As it turned out, even though I took a train earlier than Google Now’s recommended service, I didn’t have much time. My presumed familiarity with the Centrepoint nexus was found to be inadequate and I had to backtrack in order to head to Foyle’s. I returned the book successfully, quite pleased with myself, then walked on towards Trafalgar Square.

Of course, I was about two minutes late for the start of the play, and the stricture was activated. The box office person explained that I couldn’t go in and that I’d have to wait for the interval. Perhaps fearing a Scene, she passed me on to someone more senior who explained this again, with the added detail that as soon as I opened the door

I would be on the stage

which showed how foolish an enterprise that would be. He repeated their regrets and said that I could wait in the bar for an hour, which is when I would be able to enter.

I sat in the bar, disconsolate and cross. No one else seemed to have made the same mistake. Someone did turn up though, a civilian, and I overheard a staff member explaining that he could sit in row H for now and take up his allocated seat at the interval. She asked me

which studio I was

as she passed me, and carried on when I replied it was number two.

A few minutes passed, while I contemplated my defeat.

A man approached. One of the ushers and/or bar staff. He asked why I was there, so I explained, ashamed. He made an unexpected suggestion, namely that I could watch

through the window, as long as you don’t go in – otherwise I’ll get into trouble

which didn’t really make sense to me but seemed like an improvement on stewing alone in the bar. There was a door leading to a small lobby, at the end of which was the door to the studio. In the latter were two windows, through which I could see most of the stage.
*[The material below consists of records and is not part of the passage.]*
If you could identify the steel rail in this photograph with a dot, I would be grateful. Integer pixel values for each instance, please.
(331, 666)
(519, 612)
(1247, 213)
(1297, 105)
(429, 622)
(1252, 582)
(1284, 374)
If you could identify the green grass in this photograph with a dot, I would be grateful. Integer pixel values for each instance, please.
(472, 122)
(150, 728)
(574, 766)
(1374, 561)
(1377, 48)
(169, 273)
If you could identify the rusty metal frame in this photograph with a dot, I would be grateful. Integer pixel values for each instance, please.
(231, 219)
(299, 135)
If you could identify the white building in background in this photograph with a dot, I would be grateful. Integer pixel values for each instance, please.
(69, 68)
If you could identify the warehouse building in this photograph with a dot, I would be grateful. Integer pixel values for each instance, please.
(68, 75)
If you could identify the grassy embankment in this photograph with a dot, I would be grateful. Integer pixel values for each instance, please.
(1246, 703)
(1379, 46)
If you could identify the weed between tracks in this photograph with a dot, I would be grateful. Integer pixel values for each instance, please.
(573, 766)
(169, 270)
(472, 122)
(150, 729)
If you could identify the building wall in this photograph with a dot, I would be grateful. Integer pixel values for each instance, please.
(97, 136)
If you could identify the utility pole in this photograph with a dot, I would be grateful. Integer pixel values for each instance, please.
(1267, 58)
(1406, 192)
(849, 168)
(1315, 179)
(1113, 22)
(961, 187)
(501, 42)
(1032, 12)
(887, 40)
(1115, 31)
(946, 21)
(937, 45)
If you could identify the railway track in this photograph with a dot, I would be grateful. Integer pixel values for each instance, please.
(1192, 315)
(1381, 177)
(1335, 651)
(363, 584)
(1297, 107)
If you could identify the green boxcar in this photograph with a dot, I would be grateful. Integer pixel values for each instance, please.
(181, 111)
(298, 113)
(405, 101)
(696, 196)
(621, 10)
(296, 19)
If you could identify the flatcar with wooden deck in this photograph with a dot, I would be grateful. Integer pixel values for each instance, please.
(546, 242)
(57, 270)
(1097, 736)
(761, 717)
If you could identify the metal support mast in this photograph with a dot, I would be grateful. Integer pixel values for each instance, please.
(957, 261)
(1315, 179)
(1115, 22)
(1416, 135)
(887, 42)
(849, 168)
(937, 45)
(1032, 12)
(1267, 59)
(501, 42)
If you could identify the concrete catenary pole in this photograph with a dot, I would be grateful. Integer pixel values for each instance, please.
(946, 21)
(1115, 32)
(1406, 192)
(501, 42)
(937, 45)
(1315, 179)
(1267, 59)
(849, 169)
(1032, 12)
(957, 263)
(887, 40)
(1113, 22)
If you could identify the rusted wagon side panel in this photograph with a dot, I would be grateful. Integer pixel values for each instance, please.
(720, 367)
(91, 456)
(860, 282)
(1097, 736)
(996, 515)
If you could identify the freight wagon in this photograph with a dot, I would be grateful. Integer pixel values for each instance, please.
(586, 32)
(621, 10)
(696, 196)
He whispered that he could bring a chair, which offer I accepted with some embarrassment. He brought in the stool, taking the greatest care not to create any noise and I then watched the first part of the play, in this rather ludicrous manner, trying to be careful not to distract anyone in the audience. I wasn’t sure whether the people in the front row on the opposite side of the stage could see me as clearly as I could see them, and wondered, if so, what they made of this curious peering figure. An opportunist? An interloper? Could the actors see too? If they could, would they care?

The usher came in to remove the stool a few minutes before the interval, to prevent an obstruction. This meant I watched the remainder of the first part from an even odder position of stooping.

When the interval came, I left the lobby before any of the audience emerged. One woman asked with concern about the smoke on the stage (which had been present throughout). The senior usher reassured her that it was just water vapour. I asked him if he could show me to my seat, which he did, after the stream of interval emergers had finished.

People sitting near me were clearly surprised that someone should appear at that point, though no-one said anything. It was indeed a very small studio space, with only 4 or so rows of seats. Behind me was the stage manager, activating the smoke, in his box. For the second part I could hear every word, which wasn’t the case when I was in my fenestral position.

The play itself was wonderfully bleak and yet funny, benefitting from the extra claustrophobia of the studio space. Did I enjoy it more because I’d had to struggle more than those who’d arrived on time?

When I left, I made a point of thanking the helpful usher, who said

you’re welcome

and I hoped he felt that his kind gesture had been worthwhile.